Мандоний потупился, потом встрепенулся, велел удалиться своим спутникам и, глядя в глаза Сципиону, сказал:
— Корнелий, я устроил этот словесный маскарад лишь для них, в присутствии соплеменников я не мог говорить открыто. А то, что ты выше нашей хитрости, мне давно известно.
— Ты снова врешь! Мандоний опять опустил взор.
— Что же мне остается делать! — воскликнул он в отчаянии. — Посуди, Корнелий, зазорно ли было нам, воспользовавшись случаем, сбросить иго?
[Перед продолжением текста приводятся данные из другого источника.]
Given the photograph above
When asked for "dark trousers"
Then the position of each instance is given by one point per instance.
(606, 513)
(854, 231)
Перед тобой мы виноваты, но перед богами и своим народом правы!
— Во-первых, наше верховенство — не иго, надеюсь, вам удастся в этом удостовериться, — спокойно сказал Публий, — а во-вторых, признайся, ведь вы больше думали о расширении собственной власти, чем о благе народа?
Испанец развел руки.
— Ты читаешь в наших душах лучше нас самих… Так загляни в меня поглубже, и ты увидишь, что с нынешнего дня нет в Испании преданнее тебе человека!
— Вот это, пожалуй, прозвучало естественно. Но все же позволь мне день-другой подумать.
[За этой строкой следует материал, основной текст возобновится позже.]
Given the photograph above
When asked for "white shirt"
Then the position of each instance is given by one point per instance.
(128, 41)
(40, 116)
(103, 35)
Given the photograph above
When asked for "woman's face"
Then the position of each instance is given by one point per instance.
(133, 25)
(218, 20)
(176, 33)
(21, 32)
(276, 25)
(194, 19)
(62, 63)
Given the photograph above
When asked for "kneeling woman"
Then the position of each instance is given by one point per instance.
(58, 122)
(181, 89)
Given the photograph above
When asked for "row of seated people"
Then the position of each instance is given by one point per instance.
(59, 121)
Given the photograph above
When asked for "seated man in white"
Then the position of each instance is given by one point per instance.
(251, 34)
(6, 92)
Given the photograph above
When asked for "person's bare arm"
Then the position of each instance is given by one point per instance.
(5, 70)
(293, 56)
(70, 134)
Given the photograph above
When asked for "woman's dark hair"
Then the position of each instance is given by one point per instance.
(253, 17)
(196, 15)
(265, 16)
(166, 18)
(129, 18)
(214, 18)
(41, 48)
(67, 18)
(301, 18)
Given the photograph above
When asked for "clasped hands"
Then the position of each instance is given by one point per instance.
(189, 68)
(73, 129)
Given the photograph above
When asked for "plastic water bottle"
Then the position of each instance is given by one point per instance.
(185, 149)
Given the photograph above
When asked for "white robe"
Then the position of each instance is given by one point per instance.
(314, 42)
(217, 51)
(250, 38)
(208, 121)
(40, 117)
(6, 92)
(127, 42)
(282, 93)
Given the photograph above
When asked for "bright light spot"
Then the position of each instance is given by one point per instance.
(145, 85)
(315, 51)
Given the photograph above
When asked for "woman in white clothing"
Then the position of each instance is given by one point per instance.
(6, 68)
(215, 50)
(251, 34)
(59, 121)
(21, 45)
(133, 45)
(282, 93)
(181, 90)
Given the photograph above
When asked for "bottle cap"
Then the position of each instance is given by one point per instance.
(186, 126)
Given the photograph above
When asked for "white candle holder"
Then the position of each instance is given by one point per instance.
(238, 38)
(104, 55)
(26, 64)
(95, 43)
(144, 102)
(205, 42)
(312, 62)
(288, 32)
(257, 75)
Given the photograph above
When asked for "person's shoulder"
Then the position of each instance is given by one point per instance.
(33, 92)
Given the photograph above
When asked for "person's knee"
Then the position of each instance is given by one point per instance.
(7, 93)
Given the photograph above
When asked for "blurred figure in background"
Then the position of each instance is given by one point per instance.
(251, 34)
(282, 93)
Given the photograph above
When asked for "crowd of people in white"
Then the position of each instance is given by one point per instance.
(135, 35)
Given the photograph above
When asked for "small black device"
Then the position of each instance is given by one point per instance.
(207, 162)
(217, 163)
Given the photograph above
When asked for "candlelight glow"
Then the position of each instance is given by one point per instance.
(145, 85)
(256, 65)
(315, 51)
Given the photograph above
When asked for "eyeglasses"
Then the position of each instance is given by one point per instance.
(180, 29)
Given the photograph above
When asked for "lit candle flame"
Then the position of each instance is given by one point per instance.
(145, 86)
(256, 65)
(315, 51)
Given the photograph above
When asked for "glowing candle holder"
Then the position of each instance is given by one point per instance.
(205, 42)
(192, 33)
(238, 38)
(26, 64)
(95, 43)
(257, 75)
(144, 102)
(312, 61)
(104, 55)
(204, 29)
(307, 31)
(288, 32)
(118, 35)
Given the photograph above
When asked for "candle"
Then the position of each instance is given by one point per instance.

— Корнелий, мы привели с собою заложников. Среди них наши жены и дети.
— Похвально, вот довод, который в нынешней ситуации убедительнее всех, перечисленных тобою ранее. Но ты ведь знаешь, что я предпочитаю истинную, добровольную дружбу.
Говоря это, Сципион направился к выходу и сделал знак ликторам следовать за ним. Переступив порог, он вдруг замер, как пораженный нежданной стрелою, пущенной из-за угла. Перед ним была толпа испанцев.
— Кто это? — глухо вымолвил он.
Вопрос был излишен, но ему требовалось время, чтобы прийти в себя от внезапного шока, причина которого еще скрывалась от его разума и мутила душу откуда-то из глубины.
— Заложники, — ответил Мандоний, довольный произведенным впечатлением, отнесенным им на счет внушительности делегации.
Сознание Публия еще плелось в хвосте эмоций, и, когда уже все его существо знало, в чем дело, оно, наконец, произвело на свет одно слово: «Виола». Взгляд Сципиона столкнулся с пристальным взором красавицы, и ему почудилось, будто в разделявшем их пространстве сверкнули искры. Ее глаза лучились каким-то холодным лунным светом, и весь облик казался пронизанным неким привнесенным, чуждым духом. Она очень изменилась. Красота ее расцвела пуще прежнего, но приобрела пряный аромат и стала яркой до бесстыдства. Черты лица слишком резко подчеркивались всевозможными косметическими средствами, завезенными сюда финикийцами с Востока, в фигуре с вызывающей четкостью обрисовались характерные особенности женского тела, отчего линии утратили трогательную девическую нежность; резкость, законченность форм подавила мягкую утонченность. Из богини вдохновения она сделалась жрицей страсти, душа растворилась в плоти.